Authorities recovered 12 assault rifles, ammunition, grenades and explosives inside rooms adjacent to marble pathways in the inner courtyard of the temple where 45 people surrendered Wednesday after a confrontation with government forces that killed at least 46 people.
The fighting began May 9 when gunmen fired at an officer ordering them to stop fortifying the shrine.
Looking for Booby Traps
Bomb squads looked for booby traps in the central gold-domed citadel that had been occupied by the militants, who are demanding that Punjab be granted independence as a separate nation called Khalistan.
Police reported that Sikh extremists killed 16 people Thursday in attacks across Punjab state.
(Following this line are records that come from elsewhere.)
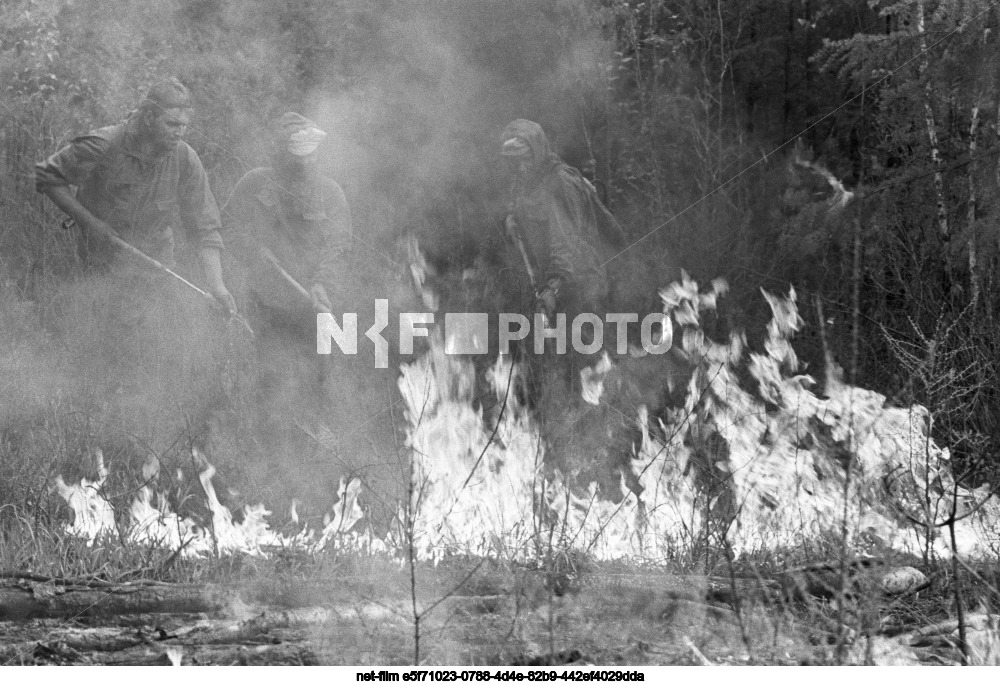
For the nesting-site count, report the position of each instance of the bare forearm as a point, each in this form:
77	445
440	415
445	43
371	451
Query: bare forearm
65	200
211	265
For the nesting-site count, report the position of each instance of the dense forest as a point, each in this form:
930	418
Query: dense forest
687	113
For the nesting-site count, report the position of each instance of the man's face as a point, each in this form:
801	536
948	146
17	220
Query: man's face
296	165
168	127
522	164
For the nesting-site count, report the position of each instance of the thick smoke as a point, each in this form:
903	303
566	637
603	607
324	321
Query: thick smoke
413	94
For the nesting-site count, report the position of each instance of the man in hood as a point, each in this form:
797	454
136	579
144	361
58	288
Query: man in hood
568	234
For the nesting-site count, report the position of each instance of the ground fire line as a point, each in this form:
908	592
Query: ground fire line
480	491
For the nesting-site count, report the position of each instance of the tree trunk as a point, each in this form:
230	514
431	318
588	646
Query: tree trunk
942	210
40	600
971	213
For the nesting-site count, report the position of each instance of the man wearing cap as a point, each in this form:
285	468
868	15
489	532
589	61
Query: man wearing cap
290	226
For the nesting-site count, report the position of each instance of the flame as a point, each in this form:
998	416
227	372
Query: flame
471	494
479	485
151	522
94	517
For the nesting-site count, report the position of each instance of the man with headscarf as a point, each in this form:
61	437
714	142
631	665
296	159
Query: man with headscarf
142	342
290	226
567	232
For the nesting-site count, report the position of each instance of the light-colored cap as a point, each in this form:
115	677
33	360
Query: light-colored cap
515	147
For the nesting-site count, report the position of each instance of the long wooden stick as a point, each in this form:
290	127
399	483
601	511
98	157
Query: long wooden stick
215	303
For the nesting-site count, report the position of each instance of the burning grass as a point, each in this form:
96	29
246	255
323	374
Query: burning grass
773	475
745	475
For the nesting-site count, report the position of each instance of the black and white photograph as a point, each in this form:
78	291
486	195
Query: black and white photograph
468	340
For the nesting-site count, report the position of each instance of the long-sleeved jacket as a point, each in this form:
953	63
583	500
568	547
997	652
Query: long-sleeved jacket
142	196
307	227
558	214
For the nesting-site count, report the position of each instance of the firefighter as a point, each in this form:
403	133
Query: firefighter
567	233
142	345
564	236
137	180
290	227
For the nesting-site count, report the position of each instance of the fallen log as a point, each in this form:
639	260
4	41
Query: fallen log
38	600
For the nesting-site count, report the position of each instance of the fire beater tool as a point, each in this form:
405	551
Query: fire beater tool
142	256
299	288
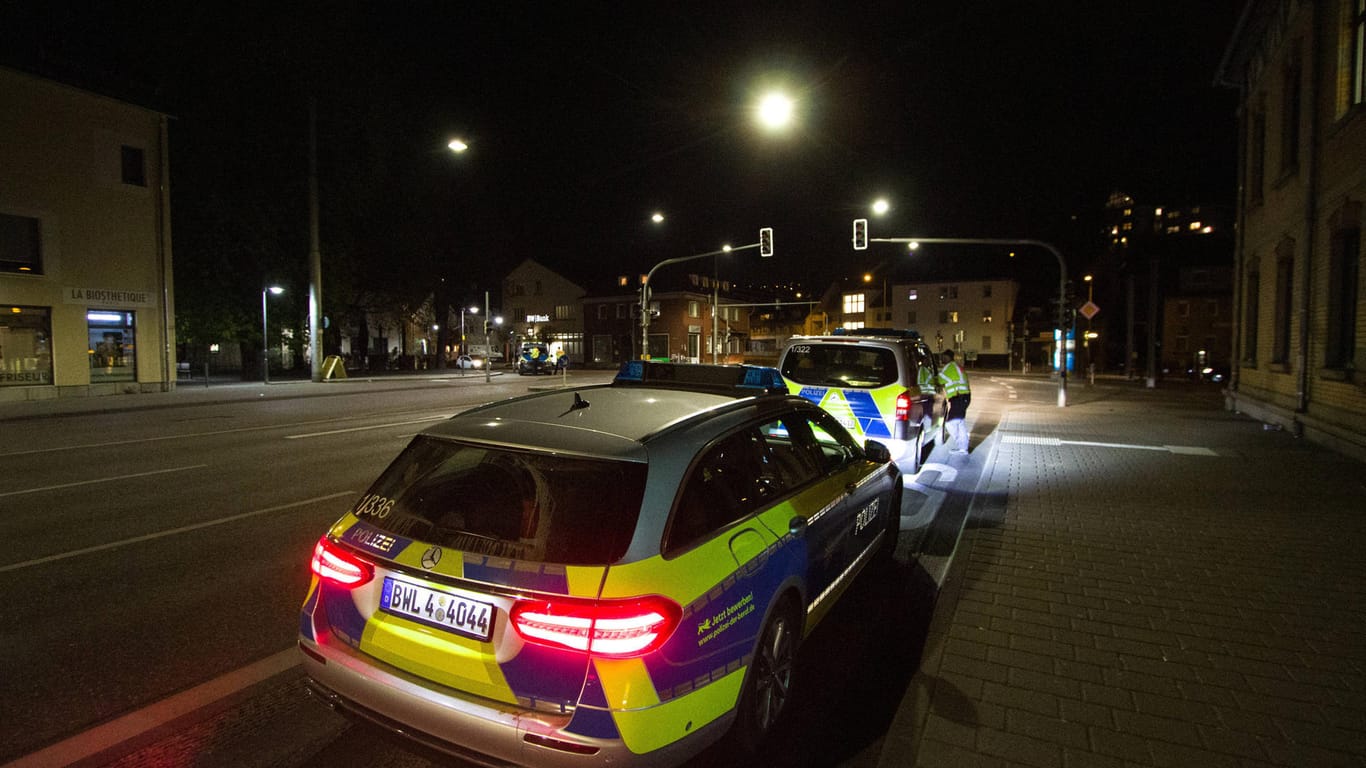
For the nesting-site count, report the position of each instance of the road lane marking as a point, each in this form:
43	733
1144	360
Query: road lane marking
211	433
1055	442
365	428
100	480
171	532
133	724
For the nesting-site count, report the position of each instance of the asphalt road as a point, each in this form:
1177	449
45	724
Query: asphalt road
156	559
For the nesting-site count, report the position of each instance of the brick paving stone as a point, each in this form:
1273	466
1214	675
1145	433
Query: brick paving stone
1146	607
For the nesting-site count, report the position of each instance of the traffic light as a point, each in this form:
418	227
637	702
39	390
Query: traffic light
861	234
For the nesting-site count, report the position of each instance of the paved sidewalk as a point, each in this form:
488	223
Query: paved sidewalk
1169	584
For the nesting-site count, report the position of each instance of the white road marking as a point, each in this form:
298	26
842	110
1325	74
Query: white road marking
211	433
1055	442
365	428
100	480
133	724
172	532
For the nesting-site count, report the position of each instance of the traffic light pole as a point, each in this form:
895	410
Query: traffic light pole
645	290
1062	289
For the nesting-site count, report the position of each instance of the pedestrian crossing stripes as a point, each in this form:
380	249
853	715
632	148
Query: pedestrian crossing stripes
1055	442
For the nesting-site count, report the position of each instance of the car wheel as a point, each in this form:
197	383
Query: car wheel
768	688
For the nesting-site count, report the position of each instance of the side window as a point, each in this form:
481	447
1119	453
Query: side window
723	487
787	455
835	444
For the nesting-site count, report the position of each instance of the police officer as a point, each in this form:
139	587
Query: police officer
959	395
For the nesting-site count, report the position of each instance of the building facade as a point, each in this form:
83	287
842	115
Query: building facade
86	297
1301	342
542	305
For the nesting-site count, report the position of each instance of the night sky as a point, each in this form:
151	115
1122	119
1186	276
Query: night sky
973	119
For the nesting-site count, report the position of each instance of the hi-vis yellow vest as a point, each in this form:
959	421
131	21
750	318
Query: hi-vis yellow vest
955	381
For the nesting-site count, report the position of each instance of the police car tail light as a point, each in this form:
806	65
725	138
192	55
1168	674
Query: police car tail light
339	566
903	406
603	627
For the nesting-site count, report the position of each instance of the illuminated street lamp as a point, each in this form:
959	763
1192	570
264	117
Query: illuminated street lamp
265	334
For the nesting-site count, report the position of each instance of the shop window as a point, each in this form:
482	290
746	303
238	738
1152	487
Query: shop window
112	346
21	246
25	346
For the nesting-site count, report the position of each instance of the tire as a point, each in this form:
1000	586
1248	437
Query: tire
768	686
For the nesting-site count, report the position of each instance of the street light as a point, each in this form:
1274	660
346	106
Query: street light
265	334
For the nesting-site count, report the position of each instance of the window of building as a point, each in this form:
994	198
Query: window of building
21	245
1284	295
112	346
1343	280
1290	115
1358	55
1257	157
25	346
1251	306
134	166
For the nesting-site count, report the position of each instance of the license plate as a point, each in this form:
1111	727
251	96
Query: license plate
443	610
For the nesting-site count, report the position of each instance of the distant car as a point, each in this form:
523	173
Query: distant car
534	358
880	383
609	576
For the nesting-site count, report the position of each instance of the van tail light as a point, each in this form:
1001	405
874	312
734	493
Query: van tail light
903	406
603	627
336	565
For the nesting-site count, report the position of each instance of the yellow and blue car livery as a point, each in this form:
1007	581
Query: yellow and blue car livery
521	653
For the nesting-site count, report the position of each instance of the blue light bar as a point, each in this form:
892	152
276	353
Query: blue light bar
701	376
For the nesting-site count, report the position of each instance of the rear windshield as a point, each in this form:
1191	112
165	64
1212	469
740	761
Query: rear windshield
508	503
840	365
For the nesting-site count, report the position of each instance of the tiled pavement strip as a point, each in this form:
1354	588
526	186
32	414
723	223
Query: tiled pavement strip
1169	585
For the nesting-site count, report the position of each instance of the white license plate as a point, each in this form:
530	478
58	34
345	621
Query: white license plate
451	612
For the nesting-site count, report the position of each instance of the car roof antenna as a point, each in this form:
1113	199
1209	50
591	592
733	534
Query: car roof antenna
578	403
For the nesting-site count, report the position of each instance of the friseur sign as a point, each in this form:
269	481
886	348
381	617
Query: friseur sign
107	297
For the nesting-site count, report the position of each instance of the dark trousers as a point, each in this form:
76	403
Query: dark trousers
958	406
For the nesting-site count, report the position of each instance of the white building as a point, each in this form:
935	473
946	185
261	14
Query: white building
86	298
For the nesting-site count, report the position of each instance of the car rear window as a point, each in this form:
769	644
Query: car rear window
508	503
840	365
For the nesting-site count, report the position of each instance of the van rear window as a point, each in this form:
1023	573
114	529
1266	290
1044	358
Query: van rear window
504	503
840	365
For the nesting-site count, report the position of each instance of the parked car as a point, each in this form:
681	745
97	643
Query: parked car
534	358
880	383
609	576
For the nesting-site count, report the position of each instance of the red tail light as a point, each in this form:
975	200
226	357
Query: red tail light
603	627
903	406
339	566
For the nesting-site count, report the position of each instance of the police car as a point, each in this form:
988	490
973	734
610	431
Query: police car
611	576
880	383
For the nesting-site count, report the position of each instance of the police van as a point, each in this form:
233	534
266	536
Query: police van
880	383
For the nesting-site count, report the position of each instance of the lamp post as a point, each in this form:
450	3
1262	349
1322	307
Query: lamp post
265	332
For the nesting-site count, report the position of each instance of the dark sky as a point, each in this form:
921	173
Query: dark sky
974	119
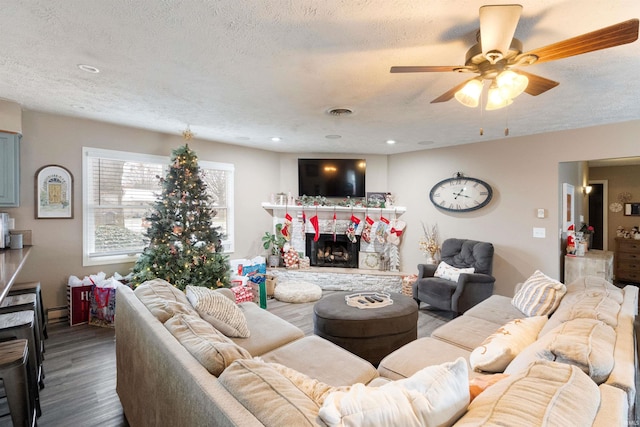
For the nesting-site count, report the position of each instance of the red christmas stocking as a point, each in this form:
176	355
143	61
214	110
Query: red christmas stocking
286	228
366	233
381	230
316	228
351	229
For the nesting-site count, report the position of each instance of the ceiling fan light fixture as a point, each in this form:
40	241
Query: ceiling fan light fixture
496	98
469	95
511	84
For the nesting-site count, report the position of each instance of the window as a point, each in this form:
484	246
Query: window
119	189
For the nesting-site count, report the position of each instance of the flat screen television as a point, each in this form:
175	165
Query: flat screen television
331	177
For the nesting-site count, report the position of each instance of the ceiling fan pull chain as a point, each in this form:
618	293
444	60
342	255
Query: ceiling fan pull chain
506	122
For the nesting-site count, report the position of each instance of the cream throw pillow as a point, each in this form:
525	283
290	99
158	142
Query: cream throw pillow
544	394
539	295
448	272
218	310
434	396
499	349
270	396
209	346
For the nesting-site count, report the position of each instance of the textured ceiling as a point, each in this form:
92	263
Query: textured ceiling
241	72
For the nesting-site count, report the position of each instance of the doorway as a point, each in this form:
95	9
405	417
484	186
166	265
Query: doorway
598	213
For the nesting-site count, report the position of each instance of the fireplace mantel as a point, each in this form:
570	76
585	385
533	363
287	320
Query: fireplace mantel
300	227
345	210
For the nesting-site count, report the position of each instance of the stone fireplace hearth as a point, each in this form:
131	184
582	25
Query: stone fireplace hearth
329	253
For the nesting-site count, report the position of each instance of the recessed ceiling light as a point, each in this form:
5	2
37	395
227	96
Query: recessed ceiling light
339	111
88	68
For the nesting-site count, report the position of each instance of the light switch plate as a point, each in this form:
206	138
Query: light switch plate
539	232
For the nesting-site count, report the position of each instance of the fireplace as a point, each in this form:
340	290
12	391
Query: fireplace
329	253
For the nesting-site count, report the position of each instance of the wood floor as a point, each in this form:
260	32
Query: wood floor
80	368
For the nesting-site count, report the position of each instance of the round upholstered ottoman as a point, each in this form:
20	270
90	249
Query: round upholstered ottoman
297	291
370	333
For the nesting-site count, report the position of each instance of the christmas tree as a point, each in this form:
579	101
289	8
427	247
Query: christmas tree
184	248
An estimated 104 people have been killed since Sunday and 1,101 this year in violence connected to the Sikh separatist drive.
One senior police official estimated the cleanup at the Golden Temple would take about two days, after which the complex will be handed over to a temple management committee to restore religious rituals, stopped for the longest period in more than 200 years.
More than 4,000 officers surrounded the temple during the confrontation and poured weapons fire into the complex but avoided the kind of military assault on the shrine that left more than 600 people dead under similar circumstances in June, 1984.
That assault let to the retaliatory assassination of Prime Minister Indira Gandhi by her Sikh security men in October, 1984.